Over 60s ‘throwing away’ £1.75bn in retirement savings

Britons aged over 60 are missing out on up to £1.75bn in pension savings by opting out of their workplace pensions, according to new figures released by Royal London.

An analysis of the mutual insurer’s auto-enrolment book showed that while opt-out rates remained below 10 per cent across all other age groups they rose significantly for the over 60s, with almost one in four (23%) choosing to opt out. This finding was in line with figures issued by other auto-enrolment providers such as NEST, Royal London noted.

The company also analysed the impact this move would have on someone’s retirement savings. If a person aged sixty, earning the average UK wage, was auto-enrolled into a pension scheme and made the minimum of 8% contributions, then they would have amassed a retirement pot of £13,980 by the time they reached the age of 65.

Given that pension contributions are made up of an employee contribution, employer contribution and tax relief from the government, scheme members would only need to contribute just over £6,600 of their own money to achieve this outcome, the insurer said. This meant that by opting out of their pension each member could be missing out on up to £7,000 each.

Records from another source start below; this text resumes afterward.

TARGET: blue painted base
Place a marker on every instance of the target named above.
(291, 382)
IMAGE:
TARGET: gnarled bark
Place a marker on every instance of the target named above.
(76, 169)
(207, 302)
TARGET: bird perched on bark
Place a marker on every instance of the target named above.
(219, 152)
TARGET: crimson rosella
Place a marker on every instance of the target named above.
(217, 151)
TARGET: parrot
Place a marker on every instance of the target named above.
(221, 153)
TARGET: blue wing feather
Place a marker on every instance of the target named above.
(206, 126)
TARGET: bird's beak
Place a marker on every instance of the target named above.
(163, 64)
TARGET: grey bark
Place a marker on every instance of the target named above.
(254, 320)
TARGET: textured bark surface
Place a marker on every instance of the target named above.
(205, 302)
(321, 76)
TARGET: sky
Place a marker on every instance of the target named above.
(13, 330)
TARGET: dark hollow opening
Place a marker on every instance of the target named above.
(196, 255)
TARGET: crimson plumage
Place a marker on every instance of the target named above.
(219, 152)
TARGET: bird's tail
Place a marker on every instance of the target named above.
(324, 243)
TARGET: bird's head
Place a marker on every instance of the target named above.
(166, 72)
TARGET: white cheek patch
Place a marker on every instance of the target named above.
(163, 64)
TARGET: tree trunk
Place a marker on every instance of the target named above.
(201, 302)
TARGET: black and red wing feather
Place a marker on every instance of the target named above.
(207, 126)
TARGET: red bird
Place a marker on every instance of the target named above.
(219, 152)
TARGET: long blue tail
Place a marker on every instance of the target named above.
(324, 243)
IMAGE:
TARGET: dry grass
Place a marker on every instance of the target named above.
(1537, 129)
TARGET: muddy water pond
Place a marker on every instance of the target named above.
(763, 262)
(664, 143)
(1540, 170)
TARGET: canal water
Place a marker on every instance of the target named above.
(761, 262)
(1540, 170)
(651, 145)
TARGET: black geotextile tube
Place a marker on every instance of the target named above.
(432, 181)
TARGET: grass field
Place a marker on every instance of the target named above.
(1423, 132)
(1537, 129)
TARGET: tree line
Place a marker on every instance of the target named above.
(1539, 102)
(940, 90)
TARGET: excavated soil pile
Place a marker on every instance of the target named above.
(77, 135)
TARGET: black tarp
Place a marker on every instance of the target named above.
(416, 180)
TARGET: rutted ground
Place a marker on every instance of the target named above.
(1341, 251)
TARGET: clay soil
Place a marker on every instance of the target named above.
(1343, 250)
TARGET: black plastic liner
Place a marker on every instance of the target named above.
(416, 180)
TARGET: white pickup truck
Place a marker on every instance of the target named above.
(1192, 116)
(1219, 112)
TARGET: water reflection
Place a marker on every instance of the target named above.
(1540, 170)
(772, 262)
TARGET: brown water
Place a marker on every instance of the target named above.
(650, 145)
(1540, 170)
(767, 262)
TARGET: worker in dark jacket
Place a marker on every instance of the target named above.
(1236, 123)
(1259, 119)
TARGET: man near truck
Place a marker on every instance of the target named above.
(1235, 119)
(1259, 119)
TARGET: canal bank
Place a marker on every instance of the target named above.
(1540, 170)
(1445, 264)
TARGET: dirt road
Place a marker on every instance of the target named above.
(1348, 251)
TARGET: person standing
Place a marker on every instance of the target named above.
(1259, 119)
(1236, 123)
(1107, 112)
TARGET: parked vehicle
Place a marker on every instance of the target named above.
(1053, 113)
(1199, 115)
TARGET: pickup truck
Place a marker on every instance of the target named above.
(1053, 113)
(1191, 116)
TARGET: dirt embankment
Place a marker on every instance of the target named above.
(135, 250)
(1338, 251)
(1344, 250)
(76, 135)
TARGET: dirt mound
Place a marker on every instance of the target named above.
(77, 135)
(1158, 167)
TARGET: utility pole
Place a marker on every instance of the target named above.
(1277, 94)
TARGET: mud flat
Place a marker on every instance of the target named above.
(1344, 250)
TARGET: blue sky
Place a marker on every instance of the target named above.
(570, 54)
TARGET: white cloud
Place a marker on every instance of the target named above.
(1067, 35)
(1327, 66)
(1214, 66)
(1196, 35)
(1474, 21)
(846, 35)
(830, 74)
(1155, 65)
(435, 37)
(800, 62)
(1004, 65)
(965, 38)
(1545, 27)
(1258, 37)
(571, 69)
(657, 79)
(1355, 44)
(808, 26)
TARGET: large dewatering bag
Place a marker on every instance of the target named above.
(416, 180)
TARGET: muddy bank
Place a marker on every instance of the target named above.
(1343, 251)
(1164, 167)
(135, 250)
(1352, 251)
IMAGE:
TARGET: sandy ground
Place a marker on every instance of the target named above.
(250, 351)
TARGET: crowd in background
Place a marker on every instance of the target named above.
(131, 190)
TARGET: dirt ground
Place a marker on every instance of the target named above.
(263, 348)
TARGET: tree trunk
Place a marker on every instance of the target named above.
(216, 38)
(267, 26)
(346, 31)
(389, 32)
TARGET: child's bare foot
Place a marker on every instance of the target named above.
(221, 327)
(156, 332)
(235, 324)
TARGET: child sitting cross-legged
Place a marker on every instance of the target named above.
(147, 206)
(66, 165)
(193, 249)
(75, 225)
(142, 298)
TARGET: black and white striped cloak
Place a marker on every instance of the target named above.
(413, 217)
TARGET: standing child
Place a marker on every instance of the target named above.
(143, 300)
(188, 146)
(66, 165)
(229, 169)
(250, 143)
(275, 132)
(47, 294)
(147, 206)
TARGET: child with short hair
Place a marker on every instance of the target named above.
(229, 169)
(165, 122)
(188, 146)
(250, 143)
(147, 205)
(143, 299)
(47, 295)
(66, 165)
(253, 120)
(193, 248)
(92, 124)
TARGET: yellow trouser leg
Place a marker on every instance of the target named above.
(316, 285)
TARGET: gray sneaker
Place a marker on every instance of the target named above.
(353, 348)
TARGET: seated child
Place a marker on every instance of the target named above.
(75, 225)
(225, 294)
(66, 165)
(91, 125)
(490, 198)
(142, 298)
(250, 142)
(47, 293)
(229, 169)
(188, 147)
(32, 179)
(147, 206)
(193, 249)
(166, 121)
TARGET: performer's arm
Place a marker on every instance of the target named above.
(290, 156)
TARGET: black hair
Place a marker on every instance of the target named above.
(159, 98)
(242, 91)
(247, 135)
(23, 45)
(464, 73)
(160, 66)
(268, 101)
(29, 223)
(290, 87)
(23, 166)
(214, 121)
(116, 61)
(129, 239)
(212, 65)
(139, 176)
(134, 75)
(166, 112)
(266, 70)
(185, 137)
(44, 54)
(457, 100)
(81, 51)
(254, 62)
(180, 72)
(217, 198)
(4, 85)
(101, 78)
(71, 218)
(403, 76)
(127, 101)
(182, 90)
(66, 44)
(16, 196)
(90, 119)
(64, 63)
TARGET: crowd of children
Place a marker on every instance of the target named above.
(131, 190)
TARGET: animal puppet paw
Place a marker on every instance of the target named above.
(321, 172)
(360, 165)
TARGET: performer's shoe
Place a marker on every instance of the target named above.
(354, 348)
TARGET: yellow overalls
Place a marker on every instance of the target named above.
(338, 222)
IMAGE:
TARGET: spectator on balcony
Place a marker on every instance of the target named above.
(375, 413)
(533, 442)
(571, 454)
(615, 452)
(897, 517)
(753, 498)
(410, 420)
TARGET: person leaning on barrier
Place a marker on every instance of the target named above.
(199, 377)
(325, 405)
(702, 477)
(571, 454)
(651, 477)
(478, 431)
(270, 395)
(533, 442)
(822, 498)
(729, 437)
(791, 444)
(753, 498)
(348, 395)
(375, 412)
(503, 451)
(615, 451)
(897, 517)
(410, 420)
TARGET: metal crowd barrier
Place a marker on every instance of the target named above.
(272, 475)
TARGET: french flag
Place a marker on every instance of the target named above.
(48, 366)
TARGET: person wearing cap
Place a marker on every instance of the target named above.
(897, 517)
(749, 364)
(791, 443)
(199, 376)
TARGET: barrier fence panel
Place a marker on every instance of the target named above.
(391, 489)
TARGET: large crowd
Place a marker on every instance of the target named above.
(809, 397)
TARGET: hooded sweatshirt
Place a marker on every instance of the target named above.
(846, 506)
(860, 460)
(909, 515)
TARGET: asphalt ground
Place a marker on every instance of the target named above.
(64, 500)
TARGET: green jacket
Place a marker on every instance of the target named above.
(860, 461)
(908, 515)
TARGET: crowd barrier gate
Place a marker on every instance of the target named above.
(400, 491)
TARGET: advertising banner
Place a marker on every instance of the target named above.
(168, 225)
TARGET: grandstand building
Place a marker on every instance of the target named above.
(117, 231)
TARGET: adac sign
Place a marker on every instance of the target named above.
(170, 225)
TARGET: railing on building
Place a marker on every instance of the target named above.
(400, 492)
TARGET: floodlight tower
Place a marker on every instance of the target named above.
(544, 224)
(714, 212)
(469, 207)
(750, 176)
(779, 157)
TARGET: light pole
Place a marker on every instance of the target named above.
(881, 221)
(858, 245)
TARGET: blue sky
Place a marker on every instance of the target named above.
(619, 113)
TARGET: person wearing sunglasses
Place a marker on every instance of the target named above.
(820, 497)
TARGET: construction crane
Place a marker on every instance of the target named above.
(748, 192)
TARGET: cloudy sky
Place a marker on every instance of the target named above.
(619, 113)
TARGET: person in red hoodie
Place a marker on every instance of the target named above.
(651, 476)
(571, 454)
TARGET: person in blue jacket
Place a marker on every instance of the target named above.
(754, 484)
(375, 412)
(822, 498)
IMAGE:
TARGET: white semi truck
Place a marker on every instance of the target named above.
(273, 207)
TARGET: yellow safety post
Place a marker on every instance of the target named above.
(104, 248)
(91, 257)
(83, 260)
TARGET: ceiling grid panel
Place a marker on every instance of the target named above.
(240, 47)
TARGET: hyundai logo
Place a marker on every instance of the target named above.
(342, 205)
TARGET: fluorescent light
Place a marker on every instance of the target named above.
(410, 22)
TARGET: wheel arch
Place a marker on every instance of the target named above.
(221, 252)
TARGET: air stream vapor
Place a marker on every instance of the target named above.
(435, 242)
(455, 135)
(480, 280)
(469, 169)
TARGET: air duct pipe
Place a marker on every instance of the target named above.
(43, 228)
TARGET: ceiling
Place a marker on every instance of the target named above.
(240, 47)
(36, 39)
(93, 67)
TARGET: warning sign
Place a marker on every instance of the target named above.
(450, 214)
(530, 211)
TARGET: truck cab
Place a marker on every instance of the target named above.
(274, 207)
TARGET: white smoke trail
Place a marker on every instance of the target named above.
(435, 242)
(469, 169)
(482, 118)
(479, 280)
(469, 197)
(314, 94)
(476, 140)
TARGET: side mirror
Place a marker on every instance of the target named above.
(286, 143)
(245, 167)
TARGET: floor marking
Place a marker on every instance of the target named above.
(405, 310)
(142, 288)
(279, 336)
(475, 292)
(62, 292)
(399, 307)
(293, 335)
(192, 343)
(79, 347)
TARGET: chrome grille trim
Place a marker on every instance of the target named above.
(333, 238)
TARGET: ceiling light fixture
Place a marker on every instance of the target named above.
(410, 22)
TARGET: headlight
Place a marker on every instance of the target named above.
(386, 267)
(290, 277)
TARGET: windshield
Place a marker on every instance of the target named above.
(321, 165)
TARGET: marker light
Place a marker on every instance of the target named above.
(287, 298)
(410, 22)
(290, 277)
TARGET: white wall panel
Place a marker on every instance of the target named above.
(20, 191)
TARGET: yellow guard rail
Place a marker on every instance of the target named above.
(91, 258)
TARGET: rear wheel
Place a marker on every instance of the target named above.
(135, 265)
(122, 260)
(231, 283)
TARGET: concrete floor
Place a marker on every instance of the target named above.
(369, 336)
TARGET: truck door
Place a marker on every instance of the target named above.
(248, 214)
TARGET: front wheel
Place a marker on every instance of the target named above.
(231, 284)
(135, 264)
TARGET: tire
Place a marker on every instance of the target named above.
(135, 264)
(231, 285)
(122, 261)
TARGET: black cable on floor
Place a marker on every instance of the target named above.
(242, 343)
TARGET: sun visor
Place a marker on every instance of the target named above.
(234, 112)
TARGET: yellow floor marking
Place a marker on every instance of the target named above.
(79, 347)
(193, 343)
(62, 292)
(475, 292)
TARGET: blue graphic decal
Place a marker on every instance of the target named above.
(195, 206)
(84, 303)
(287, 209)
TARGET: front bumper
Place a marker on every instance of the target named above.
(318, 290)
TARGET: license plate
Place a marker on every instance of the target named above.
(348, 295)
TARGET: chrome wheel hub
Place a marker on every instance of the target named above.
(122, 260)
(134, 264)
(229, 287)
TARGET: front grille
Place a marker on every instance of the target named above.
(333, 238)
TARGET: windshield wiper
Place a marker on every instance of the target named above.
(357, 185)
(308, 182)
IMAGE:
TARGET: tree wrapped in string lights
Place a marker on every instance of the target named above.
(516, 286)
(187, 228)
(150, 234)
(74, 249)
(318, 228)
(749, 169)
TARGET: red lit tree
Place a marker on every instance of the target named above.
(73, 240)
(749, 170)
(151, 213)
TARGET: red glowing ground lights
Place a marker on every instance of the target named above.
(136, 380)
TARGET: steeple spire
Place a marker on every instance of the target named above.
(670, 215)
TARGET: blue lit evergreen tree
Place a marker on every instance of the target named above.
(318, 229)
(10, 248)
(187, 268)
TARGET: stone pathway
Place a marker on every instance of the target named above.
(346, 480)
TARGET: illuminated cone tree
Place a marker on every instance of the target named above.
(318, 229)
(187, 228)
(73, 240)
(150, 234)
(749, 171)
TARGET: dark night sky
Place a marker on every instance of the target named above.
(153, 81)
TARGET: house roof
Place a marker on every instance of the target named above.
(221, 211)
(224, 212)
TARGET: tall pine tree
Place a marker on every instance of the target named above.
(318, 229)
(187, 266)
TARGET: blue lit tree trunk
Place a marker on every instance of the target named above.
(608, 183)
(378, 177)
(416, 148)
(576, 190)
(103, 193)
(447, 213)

Royal London added that office Labour Force Survey data showed there were approximately 1.1 million people aged 60 or over in full-time employment in the UK, resulting in more than 250,000 people being affected. If each of those individuals stood to lose up to £7,000 each, then collectively this group would be missing out on as much as £1.75bn in retirement savings by opting out.

The insurer attributed the high opt-out rate in this age group to people feeling they had already saved enough into a pension, or thinking they were too close to retirement to make any real difference to their retirement prospects. But it warned that by opting out, these individuals were missing out on employer contributions, tax relief and investment growth, which could “significantly improve” their retirement income.

Royal London pension specialist Helen Morrissey said: “It is understandable that someone at the age of 60 might think it is too late to save enough to make a difference to their retirement income, but they are wrong. Our figures show older workers are throwing away thousands of pounds on retirement income by opting out of their scheme. We would urge anyone thinking of opting out of their auto-enrolment scheme to think twice before doing so.”